Sam has written 36 reviews for films rated ★★½ .

  • Crush



    Am I the only one who finds these fanciful depictions of high school as queer utopias free from any form of discrimination equally as disturbing as the real world? It's all a bit disingenuous and pandering, obviously, but most of all, dull. Whatever though – lesbians deserve cheesy movies too ¯\_(ツ)_/¯

  • Deep Water

    Deep Water


    2 hours of Ana De Armas getting blitzed, fucking younger men, and doing it all in front of her mopey, greying husband – crown it!

  • The Eyes of Tammy Faye

    The Eyes of Tammy Faye


    Not to diminish Jessica Chastain’s obvious talents, but I’m so bored of these middling, paint-by-numbers biopics bagging Best Actor/Actress simply for featuring the ‘most’ performance of the year. It’s the same way Best Makeup and Hairstyling invariably goes to whoever can make the hottest celebrity look the ugliest through wigs and prosthetics (Dune was fucking robbed).

    In a year’s time, no one will remember this film, and yet here it is with two Oscars.
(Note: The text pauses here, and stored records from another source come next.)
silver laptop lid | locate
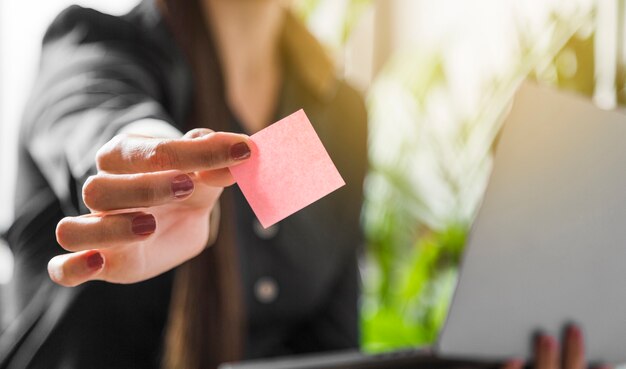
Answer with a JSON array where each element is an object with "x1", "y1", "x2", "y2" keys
[{"x1": 437, "y1": 84, "x2": 626, "y2": 363}]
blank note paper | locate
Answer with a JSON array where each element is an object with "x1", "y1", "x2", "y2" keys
[{"x1": 230, "y1": 110, "x2": 345, "y2": 228}]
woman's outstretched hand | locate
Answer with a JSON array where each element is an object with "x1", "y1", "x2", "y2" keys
[
  {"x1": 502, "y1": 325, "x2": 610, "y2": 369},
  {"x1": 48, "y1": 129, "x2": 250, "y2": 286}
]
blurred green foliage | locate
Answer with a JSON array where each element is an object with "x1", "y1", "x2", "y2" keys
[{"x1": 294, "y1": 0, "x2": 626, "y2": 352}]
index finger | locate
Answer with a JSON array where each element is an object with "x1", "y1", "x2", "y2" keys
[{"x1": 96, "y1": 132, "x2": 251, "y2": 174}]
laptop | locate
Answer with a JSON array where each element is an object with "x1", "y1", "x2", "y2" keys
[{"x1": 221, "y1": 83, "x2": 626, "y2": 369}]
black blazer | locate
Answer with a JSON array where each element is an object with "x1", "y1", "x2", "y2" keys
[{"x1": 0, "y1": 0, "x2": 367, "y2": 368}]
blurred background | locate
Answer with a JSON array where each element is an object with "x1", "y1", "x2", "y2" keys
[{"x1": 0, "y1": 0, "x2": 626, "y2": 352}]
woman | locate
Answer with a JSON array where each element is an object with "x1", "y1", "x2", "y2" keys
[
  {"x1": 0, "y1": 0, "x2": 366, "y2": 368},
  {"x1": 0, "y1": 0, "x2": 596, "y2": 369}
]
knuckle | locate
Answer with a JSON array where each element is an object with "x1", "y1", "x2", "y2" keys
[
  {"x1": 83, "y1": 176, "x2": 101, "y2": 210},
  {"x1": 96, "y1": 134, "x2": 128, "y2": 170},
  {"x1": 146, "y1": 141, "x2": 178, "y2": 170},
  {"x1": 55, "y1": 218, "x2": 71, "y2": 250},
  {"x1": 136, "y1": 183, "x2": 158, "y2": 204},
  {"x1": 199, "y1": 149, "x2": 228, "y2": 167}
]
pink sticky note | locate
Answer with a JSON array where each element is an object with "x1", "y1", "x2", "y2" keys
[{"x1": 230, "y1": 110, "x2": 345, "y2": 228}]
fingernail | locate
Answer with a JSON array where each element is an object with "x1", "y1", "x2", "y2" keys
[
  {"x1": 230, "y1": 142, "x2": 250, "y2": 160},
  {"x1": 541, "y1": 336, "x2": 556, "y2": 351},
  {"x1": 85, "y1": 252, "x2": 104, "y2": 271},
  {"x1": 172, "y1": 174, "x2": 193, "y2": 199},
  {"x1": 132, "y1": 214, "x2": 156, "y2": 236},
  {"x1": 569, "y1": 325, "x2": 583, "y2": 342}
]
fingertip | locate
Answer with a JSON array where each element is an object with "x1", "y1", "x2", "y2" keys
[
  {"x1": 502, "y1": 358, "x2": 524, "y2": 369},
  {"x1": 48, "y1": 255, "x2": 69, "y2": 287},
  {"x1": 229, "y1": 141, "x2": 252, "y2": 161},
  {"x1": 48, "y1": 250, "x2": 104, "y2": 287},
  {"x1": 171, "y1": 173, "x2": 195, "y2": 199}
]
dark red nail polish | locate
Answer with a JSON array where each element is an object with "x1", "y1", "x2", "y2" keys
[
  {"x1": 230, "y1": 142, "x2": 250, "y2": 160},
  {"x1": 85, "y1": 252, "x2": 104, "y2": 270},
  {"x1": 172, "y1": 174, "x2": 193, "y2": 199},
  {"x1": 132, "y1": 214, "x2": 156, "y2": 236}
]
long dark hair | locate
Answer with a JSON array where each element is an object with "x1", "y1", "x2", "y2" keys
[{"x1": 156, "y1": 0, "x2": 244, "y2": 369}]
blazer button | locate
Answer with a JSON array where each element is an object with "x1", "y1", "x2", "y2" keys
[
  {"x1": 254, "y1": 277, "x2": 278, "y2": 304},
  {"x1": 252, "y1": 219, "x2": 279, "y2": 240}
]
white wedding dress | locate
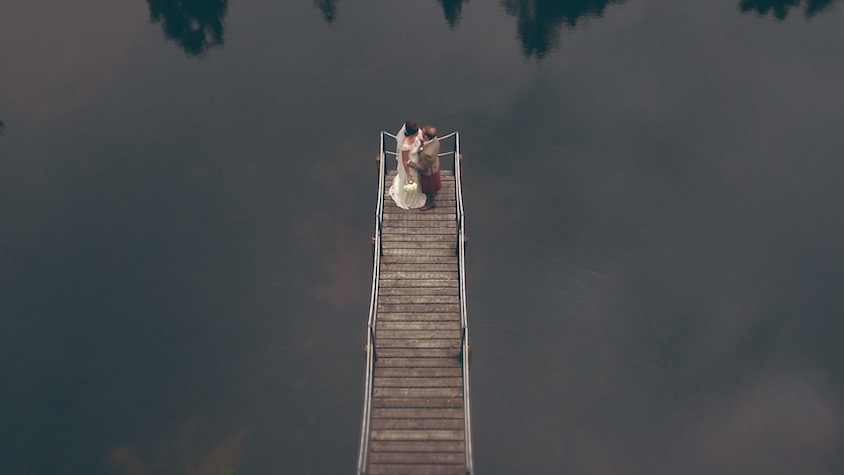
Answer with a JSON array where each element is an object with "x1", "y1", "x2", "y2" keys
[{"x1": 390, "y1": 125, "x2": 427, "y2": 209}]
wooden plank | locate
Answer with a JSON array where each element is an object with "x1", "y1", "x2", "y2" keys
[
  {"x1": 372, "y1": 397, "x2": 463, "y2": 411},
  {"x1": 369, "y1": 440, "x2": 466, "y2": 454},
  {"x1": 381, "y1": 227, "x2": 457, "y2": 234},
  {"x1": 380, "y1": 270, "x2": 458, "y2": 280},
  {"x1": 378, "y1": 298, "x2": 460, "y2": 305},
  {"x1": 375, "y1": 338, "x2": 460, "y2": 352},
  {"x1": 376, "y1": 320, "x2": 460, "y2": 337},
  {"x1": 384, "y1": 216, "x2": 456, "y2": 224},
  {"x1": 369, "y1": 452, "x2": 466, "y2": 465},
  {"x1": 383, "y1": 232, "x2": 457, "y2": 242},
  {"x1": 381, "y1": 247, "x2": 456, "y2": 257},
  {"x1": 381, "y1": 262, "x2": 458, "y2": 273},
  {"x1": 375, "y1": 377, "x2": 463, "y2": 389},
  {"x1": 372, "y1": 387, "x2": 463, "y2": 399},
  {"x1": 375, "y1": 325, "x2": 460, "y2": 340},
  {"x1": 375, "y1": 355, "x2": 460, "y2": 368},
  {"x1": 378, "y1": 348, "x2": 460, "y2": 358},
  {"x1": 384, "y1": 202, "x2": 457, "y2": 209},
  {"x1": 375, "y1": 338, "x2": 460, "y2": 352},
  {"x1": 381, "y1": 244, "x2": 457, "y2": 254},
  {"x1": 372, "y1": 397, "x2": 463, "y2": 411},
  {"x1": 381, "y1": 256, "x2": 457, "y2": 266},
  {"x1": 384, "y1": 208, "x2": 457, "y2": 216},
  {"x1": 378, "y1": 310, "x2": 460, "y2": 324},
  {"x1": 378, "y1": 303, "x2": 460, "y2": 313},
  {"x1": 366, "y1": 464, "x2": 466, "y2": 475},
  {"x1": 371, "y1": 429, "x2": 463, "y2": 441},
  {"x1": 379, "y1": 287, "x2": 460, "y2": 297},
  {"x1": 375, "y1": 365, "x2": 463, "y2": 378},
  {"x1": 378, "y1": 278, "x2": 458, "y2": 292},
  {"x1": 371, "y1": 419, "x2": 463, "y2": 430},
  {"x1": 372, "y1": 408, "x2": 464, "y2": 419}
]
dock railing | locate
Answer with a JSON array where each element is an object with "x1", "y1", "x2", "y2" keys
[{"x1": 357, "y1": 131, "x2": 474, "y2": 475}]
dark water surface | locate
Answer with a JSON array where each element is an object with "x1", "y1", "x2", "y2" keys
[{"x1": 0, "y1": 0, "x2": 844, "y2": 475}]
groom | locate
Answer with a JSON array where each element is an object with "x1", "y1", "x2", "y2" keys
[{"x1": 408, "y1": 124, "x2": 443, "y2": 211}]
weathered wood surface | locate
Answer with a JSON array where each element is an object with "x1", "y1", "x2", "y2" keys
[{"x1": 367, "y1": 170, "x2": 466, "y2": 475}]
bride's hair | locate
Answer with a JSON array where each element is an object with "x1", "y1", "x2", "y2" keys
[{"x1": 404, "y1": 119, "x2": 419, "y2": 136}]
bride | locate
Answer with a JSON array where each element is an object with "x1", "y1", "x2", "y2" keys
[{"x1": 390, "y1": 120, "x2": 426, "y2": 209}]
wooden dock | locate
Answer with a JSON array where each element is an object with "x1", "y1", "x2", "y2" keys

Meh.

  • Being the Ricardos

    Being the Ricardos


    Aaron Sorkin is the Florence Foster Jenkins of directing.

  • House of Gucci

    House of Gucci


    I hope Jared Leto enjoyed his performance because I certainly didn't.

    Seriously what the fuck was that? Mark Kermode said it best: 'Can Jared Leto please start acting like he's acting in the film with everybody else?' The pick me energy is on another level.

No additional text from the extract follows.